Be confident and project that confidence to others. Eventually, the people around you will start to believe you’re going to achieve your goals. Eventually, many of those same doubters will find themselves trying to help you achieve your goals. Confidence is contagious. People want to achieve. People want to be on the winning side. So have confidence you’re going to succeed.
Efficiency is Proactive
Be more efficient in everything you do. Find ways to eliminate, consolidate, shorten, quicken, and budget. That means budgeting your time, budgeting your money, and otherwise making the most of the resources at your disposal.
Evaluate your procedures as you proceed. Analyze the processes you go through every day as they happen. Continually ask yourself whether these processes are the best they can be. Don’t get comfortable with the same routine.
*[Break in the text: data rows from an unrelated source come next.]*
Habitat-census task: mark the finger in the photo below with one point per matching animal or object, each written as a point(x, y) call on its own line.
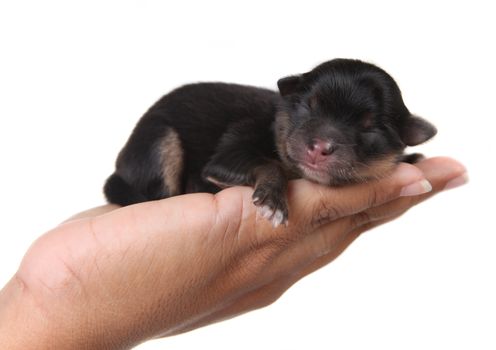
point(318, 205)
point(440, 172)
point(103, 209)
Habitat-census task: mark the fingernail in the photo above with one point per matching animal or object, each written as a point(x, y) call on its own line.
point(457, 182)
point(416, 188)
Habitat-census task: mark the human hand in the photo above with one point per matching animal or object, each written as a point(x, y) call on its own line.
point(165, 267)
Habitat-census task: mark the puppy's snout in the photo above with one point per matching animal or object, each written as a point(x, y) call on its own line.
point(319, 150)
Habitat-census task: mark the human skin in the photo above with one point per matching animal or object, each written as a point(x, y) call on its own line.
point(111, 278)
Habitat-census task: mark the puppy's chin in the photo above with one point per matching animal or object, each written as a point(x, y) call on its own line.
point(343, 173)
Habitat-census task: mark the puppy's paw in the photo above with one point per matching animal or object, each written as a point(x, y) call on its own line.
point(272, 205)
point(412, 158)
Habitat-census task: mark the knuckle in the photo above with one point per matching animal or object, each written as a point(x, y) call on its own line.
point(323, 214)
point(359, 219)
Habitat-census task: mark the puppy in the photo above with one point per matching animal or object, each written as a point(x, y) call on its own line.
point(342, 122)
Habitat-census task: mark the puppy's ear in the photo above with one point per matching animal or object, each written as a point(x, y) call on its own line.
point(416, 131)
point(289, 85)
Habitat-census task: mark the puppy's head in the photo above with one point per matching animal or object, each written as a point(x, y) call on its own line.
point(345, 122)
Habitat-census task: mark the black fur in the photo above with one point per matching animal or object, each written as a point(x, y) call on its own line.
point(342, 122)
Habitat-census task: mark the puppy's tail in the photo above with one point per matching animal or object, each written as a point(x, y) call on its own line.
point(120, 192)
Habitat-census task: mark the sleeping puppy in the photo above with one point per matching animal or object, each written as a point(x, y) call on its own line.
point(343, 122)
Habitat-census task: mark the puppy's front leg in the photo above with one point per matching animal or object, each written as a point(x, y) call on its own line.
point(267, 176)
point(270, 192)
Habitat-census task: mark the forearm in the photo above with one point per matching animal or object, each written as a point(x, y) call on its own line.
point(22, 323)
point(26, 324)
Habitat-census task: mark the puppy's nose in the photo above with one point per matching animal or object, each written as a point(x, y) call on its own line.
point(319, 150)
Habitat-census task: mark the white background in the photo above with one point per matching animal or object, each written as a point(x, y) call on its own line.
point(76, 76)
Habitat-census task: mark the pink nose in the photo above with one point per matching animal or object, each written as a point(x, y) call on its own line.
point(319, 151)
If you want to be proactive, never get comfortable with what has been. Find something to make it better.
This is one piece of advice about being proactive that goes without saying, but should be mentioned first, last, and in-between. Since I don’t want to annoy you with repeated mantras, I’ll stick this right in the middle. If you are proactive, by definition, you are not procrastinating. If you tend to procrastinate, then you cannot be proactive.
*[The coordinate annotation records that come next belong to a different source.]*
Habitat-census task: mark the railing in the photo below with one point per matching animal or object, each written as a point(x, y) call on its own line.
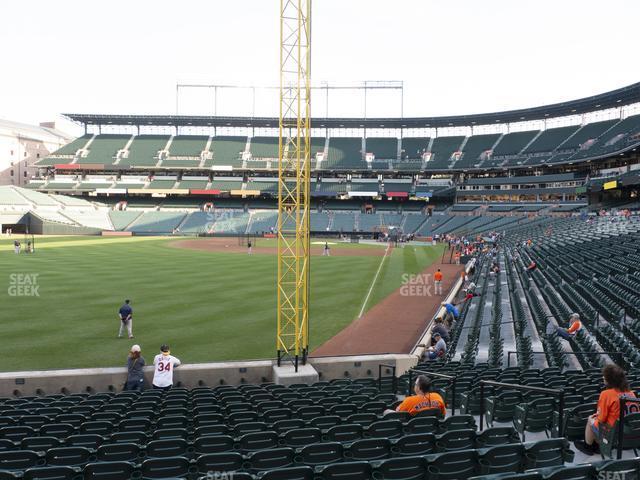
point(526, 388)
point(438, 375)
point(393, 372)
point(623, 404)
point(619, 355)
When there is something that needs to be done, do it. People procrastinate, because they want to avoid unpleasant things. They want to take the path of least resistance. Eventually, though, it all gets backed up and that procrastination is going to make you especially agitated and unhappy. All the while leading up to that moment of crisis, it’s going to be in the back of your mind, gnawing at your thoughts. So don’t procrastinate. Get whatever unpleasant task off your desk, out of the way, and off your mind.
Stay Ahead on Daily Tasks
While we’re on the subject, don’t put off those routine daily tasks that you are supposed to do every single day, or on certain days of the week. These might seem like minor tasks that you can handle anytime. They might seem like they’ll only take a minute. That’s probably the case, if you aren’t in a hurry when you do them. But if you wait until some other list of tasks plops on your desk, you’ll end up feeling rushed trying to handle these new tasks, while taking care of those you could have done earlier.
When you have extra time, don’t waste it. Instead, stay ahead on less urgent day to day tasks. So when you suddenly get hit with a flood of new work or issues, you don’t have to put these off. They’re already done.
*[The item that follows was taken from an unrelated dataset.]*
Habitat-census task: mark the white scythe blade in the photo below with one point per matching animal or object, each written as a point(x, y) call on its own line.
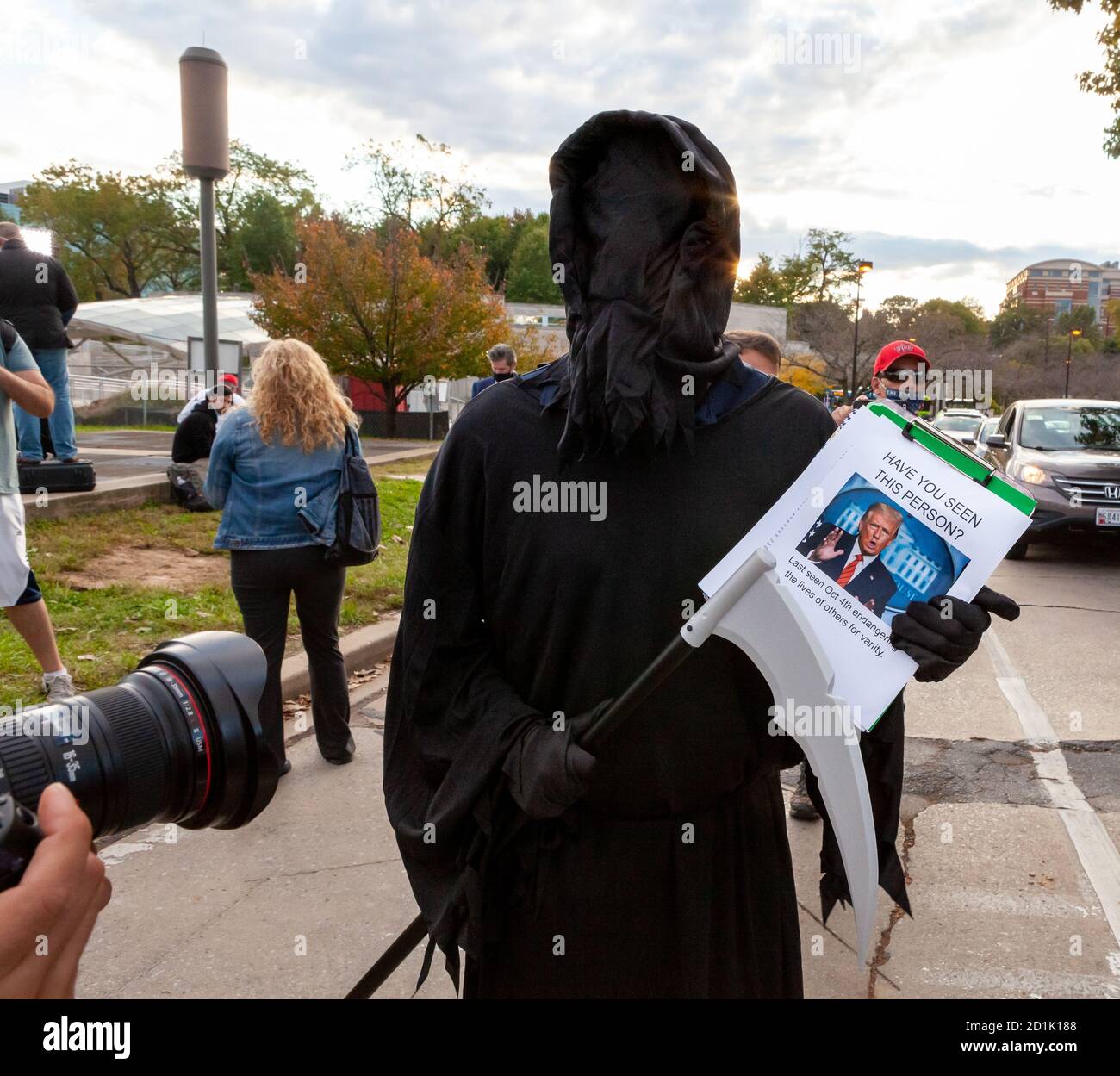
point(756, 613)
Prioritize – Being Proactive with Your Priorities
Make a priority list, where you set down in black-and-white letters which parts of your day are the highest priority to you. Then stick to the list of priorities in the order they come. Make clear-headed decisions about your priorities in life and you can’t help but be proactive. Don’t skip down the list, or else you are doing what you want to do, not what you need to do.
Learning how to prioritize your day lets you create order in your life. Most of us run around in a big hectic, chaotic rush all day long. But when you prioritize, you know that you’re doing what’s most important to you, when it should be done. You aren’t handling what’s fifth most important, hoping to get back to your #1 priority later. Add order to your life with a checklist or list of priorities. There are computer programs that help you do this, like iGoogle and one of the Google Gadgets we discussed yesterday.
Automate – Be Proactive
Whenever possible, automate the routine tasks in your life. Many websites and web tools let you automate your life through your computer. You can automate bills paying, if you want to. Never get behind on a credit card bill or a house payment. Only do this if you don’t worry about balancing the bank account at the end of the month.
Automation lets you delegate to the machines around you some of the tasks you would otherwise do yourself. This saves time, keeps you ahead of the wolf, and makes you an all-around more proactive person.